After arriving at our rental and enduring the first day, I reread the host’s description for booking the property. The details clearly disclosed that air traffic existed in the neighborhood, so it shouldn’t have felt like a surprise. But awareness and experience are two different classes of tickets. These planes weren’t vaguely up there, circling like buzzards. I had the feeling these pilots might have mistaken the driveway where I parked my car for their intended runway.

By no means were we the only people having to deal with air traffic, but those who own or rent houses in the neighborhood hopefully are acclimated to the relentless audio bombardment.

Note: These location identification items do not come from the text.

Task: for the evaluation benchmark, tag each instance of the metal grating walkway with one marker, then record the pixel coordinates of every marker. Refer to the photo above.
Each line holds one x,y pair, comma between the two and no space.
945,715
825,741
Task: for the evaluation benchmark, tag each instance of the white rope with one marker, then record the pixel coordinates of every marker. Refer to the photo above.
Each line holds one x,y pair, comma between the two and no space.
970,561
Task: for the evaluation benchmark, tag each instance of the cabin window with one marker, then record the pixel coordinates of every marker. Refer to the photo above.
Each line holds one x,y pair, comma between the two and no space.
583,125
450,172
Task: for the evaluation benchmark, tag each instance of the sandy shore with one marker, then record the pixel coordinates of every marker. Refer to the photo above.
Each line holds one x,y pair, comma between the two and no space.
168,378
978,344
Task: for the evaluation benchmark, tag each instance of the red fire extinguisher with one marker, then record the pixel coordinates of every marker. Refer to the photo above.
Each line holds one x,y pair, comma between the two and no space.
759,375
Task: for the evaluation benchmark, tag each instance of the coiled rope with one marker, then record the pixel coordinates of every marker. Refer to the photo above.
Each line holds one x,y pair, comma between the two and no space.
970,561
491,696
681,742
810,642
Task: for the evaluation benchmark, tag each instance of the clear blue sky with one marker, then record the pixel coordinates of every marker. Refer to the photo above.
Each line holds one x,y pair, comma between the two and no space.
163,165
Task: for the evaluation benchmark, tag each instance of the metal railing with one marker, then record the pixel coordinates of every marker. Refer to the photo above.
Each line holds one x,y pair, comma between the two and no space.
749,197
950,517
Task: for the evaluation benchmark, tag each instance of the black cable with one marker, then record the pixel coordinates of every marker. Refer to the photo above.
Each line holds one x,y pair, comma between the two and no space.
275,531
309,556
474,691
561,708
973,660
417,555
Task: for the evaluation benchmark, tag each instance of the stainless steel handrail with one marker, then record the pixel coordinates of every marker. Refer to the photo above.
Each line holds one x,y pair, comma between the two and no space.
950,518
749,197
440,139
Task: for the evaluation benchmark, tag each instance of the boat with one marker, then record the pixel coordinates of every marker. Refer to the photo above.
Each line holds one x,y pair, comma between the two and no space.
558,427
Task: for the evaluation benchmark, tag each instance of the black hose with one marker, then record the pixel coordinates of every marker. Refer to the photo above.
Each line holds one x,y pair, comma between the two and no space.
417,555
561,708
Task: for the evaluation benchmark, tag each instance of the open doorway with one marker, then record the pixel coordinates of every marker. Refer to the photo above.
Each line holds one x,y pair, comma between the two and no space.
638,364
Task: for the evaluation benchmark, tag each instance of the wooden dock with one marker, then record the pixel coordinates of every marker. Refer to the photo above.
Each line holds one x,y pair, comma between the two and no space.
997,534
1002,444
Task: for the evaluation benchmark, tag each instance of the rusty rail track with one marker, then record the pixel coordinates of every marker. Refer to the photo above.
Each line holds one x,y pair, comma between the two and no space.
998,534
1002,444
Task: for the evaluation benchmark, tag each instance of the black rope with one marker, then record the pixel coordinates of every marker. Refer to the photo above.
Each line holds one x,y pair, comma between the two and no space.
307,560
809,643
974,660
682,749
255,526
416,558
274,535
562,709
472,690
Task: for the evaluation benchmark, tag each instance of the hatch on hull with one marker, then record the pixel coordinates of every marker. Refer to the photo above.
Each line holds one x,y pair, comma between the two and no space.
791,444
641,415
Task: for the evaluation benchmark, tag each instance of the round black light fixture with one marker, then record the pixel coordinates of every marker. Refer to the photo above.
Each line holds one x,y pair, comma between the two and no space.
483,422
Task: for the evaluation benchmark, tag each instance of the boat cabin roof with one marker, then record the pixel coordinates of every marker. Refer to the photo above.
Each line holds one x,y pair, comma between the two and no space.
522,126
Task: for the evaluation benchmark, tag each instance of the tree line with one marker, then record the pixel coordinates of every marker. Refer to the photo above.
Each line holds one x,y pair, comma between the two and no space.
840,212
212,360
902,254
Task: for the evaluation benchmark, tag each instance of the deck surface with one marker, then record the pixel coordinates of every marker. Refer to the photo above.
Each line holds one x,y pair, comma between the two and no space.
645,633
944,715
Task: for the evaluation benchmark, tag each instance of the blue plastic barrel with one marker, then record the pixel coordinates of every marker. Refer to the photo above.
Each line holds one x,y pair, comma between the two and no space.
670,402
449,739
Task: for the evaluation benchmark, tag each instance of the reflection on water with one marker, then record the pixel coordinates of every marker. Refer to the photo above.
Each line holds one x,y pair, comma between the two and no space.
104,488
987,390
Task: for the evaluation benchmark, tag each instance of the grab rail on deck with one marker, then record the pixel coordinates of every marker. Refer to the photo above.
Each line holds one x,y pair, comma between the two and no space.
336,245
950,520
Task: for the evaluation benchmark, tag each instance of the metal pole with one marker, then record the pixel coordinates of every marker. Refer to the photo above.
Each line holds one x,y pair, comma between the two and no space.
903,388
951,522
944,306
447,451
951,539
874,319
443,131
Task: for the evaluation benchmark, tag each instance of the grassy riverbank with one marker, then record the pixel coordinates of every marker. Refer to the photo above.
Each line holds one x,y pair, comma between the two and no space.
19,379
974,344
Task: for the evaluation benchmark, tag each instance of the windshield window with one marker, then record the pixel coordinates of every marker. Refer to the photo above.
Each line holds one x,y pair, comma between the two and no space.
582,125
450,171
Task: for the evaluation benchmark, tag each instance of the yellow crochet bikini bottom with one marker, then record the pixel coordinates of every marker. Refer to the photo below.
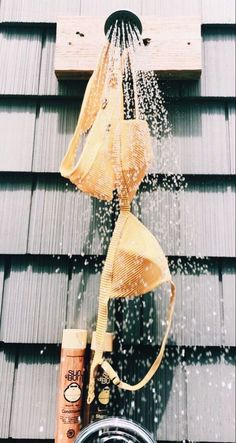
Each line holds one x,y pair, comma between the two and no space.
116,155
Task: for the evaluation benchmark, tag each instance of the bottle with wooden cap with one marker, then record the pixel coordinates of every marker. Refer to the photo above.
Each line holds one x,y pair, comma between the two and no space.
68,419
99,408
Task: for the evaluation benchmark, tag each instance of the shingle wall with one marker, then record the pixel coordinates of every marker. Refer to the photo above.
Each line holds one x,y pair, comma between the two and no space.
54,238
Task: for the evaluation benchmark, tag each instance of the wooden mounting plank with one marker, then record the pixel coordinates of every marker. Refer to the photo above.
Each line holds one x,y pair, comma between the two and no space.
174,50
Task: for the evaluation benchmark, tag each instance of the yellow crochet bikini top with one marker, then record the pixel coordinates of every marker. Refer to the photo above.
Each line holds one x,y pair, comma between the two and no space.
116,155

My first experience in the shadow of a passenger jet occurred decades ago while visiting my in-laws who lived directly under a Chicago O’Hare flight path. I remember sitting in their yard one warm afternoon drinking gin fizzes. As my father-in-law expounded loudly on the world’s problems, a jumbo jet crowded out the sun. His audible voice vanished, replaced by the sound of the jet’s turbines, but his lips kept moving, as if he thought we could still hear him. I nodded, sipped my gin and thought, well, at least one problem solved.

Truth be told, I still qualify as a flight path newbie. I was taken aback by the incessant noise because my senses haven’t lived long enough in an environment where constant noise prompts the brain to shield it with a protective layer of deafness. The property’s description also lauded the benefits of staying so close to the airport, which would be, it claimed, a convenience for those who arrived by air. And besides, it concluded, the air traffic doesn’t diminish the beauty of the neighborhood, which it didn’t, because we spent most of every day away from the casita, touring the sites of the city.

Like most businesses with an eye toward profits, Airbnb aspires to become even bigger by not attracting negative media attention. Five-star ratings and glowing customer reviews work just like cash in the corporate model of America, which is why I don’t want to be one of their monkeys, pedaling the feedback cycle with any kind of review. I’m just learning my lessons and moving on. Refusing to participate in the rating game doesn’t drive the algorithms wild, but I’m thinking of it as a kind of statistical protest – a stat-in, if you like.

Predictably, all online businesses like Facebook, Twitter, Instagram and myriad other popular sites aspire to grow so massive they are increasingly becoming incapable of policing the very activities they sponsor. Of course we jeopardize our safety by joining in, while some other things we just learn to live with. Plane. And simple.